Now that the apocalyptic prophesies appear to have been off the mark, it is about time we changed the narrative about the print media. This is not an industry on death row but a dynamic one that is doing its best, and succeeding by continually innovating and embracing change. Admittedly, these changes, especially the swift emergence of online media, have changed the way newspaper and magazine owners do business.
They have successfully leveraged synergies between the print and online versions of newspapers and magazines. Newspaper companies have invested princely sums in recent times to adapt and ensure they stay relevant. They had no option if they were to continue doing what they have always done well - that is to be the most trusted platforms for news and for delivering desirable audiences to advertisers.
Newspapers have a special significance in South Africa. They enjoy public trust that far exceeds that of other media platforms by far. This, combined with their historical watchdog role, makes them a vital part of society. People trust newspapers because they largely owe their mere existence to the promotion of public good. This notwithstanding, newspapers are indeed going through the most challenging period since they were first published centuries ago. But, they are doing a good job of changing with the times. All mainstream newspapers in South Africa have fully embraced the digital medium and are reaping the rewards in terms of attracting new readers. Far from being the killer of newspapers that it was supposed to be, the digital platform has seen newspapers and magazines gain new audiences.

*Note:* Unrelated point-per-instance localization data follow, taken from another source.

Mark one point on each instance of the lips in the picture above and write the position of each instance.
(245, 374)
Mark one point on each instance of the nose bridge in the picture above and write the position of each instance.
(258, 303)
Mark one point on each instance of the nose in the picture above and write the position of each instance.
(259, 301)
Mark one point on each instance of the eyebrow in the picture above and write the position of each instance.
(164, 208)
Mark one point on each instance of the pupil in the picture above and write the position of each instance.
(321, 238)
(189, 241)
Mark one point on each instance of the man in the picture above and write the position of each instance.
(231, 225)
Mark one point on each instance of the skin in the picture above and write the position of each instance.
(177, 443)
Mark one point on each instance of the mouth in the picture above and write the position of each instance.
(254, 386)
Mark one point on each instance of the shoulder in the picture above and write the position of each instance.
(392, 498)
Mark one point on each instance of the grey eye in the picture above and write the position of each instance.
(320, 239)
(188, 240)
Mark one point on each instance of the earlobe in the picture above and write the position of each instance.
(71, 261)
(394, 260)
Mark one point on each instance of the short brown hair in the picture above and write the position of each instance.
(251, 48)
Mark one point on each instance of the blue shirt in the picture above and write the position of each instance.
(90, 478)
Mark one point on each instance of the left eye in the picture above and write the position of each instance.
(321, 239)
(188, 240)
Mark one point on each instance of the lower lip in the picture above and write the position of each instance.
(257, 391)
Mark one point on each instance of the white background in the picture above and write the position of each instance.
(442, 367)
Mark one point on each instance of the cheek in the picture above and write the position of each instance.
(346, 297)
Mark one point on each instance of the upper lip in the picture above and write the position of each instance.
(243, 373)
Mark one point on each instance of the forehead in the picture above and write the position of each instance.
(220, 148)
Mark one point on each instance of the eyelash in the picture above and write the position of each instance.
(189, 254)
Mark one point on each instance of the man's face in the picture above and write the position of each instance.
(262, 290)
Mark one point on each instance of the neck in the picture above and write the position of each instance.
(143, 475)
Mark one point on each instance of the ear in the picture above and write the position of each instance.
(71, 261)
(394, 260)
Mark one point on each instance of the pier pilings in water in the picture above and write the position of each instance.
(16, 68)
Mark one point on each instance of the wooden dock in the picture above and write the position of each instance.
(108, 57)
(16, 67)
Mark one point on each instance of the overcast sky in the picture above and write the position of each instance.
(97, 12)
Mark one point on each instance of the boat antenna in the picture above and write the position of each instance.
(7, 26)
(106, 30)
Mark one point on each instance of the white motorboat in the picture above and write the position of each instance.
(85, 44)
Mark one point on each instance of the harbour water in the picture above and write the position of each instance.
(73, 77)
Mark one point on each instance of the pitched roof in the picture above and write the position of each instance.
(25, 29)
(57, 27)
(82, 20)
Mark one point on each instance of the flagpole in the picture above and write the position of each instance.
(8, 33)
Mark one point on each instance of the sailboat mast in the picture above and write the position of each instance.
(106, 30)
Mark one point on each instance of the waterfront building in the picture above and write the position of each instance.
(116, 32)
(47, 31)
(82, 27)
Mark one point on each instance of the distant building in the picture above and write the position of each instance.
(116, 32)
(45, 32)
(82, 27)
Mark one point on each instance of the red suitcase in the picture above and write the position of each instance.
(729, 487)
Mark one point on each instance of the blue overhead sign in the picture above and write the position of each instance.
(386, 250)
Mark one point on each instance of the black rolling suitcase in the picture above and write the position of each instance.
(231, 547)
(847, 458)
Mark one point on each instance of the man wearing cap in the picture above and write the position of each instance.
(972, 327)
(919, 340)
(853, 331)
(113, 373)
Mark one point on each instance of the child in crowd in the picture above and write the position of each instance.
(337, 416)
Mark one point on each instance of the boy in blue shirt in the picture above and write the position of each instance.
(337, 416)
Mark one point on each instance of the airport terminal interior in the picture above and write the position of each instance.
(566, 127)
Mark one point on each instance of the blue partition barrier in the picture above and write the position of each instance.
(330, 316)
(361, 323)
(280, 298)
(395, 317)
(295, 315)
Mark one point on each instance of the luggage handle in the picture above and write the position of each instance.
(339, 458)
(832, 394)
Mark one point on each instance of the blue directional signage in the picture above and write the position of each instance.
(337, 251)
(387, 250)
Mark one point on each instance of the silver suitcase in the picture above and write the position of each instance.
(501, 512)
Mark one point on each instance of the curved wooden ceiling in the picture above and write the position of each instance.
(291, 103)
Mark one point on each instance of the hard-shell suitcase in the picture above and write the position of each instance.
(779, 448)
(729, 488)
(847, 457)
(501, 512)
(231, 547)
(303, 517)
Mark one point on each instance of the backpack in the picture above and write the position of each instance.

The challenge local newspapers and magazines face, like their counterparts around the world, is how they can best monetise their journalism online and attract sufficient advertising to make their online offering viable. More and more pay walls are coming up as media houses try to recoup the costs of providing news online and profit from it.
The good news is that people have shown a willingness to pay for quality journalism. As Lizette Rabie, a professor of journalism at Stellenbosch says, people are willing to pay for news that they cannot get for free - just as they are willing to pay for satellite television. She also points out that people do not read news either digitally or in print to the exclusion of the other; but consume both media forms. And, importantly, newspaper readership has remained stable in South Africa, at 49% of all media consumption, representing 17. 1 million people out of a population of just over 50 million. What this tells us at Print and Digital Media South Africa (PDMSA) is that print media, specifically newspapers and magazines, are going to be with us for a very long time, perhaps at least another generation.
As for magazine, it's something of a happy coincidence that the news of a drop in readership during the period under review, from 50, 5% to 46, 9%, comes at the same time as we celebrate the entry of yet another new title, Business Class, from the Times Media stable. Watch this space.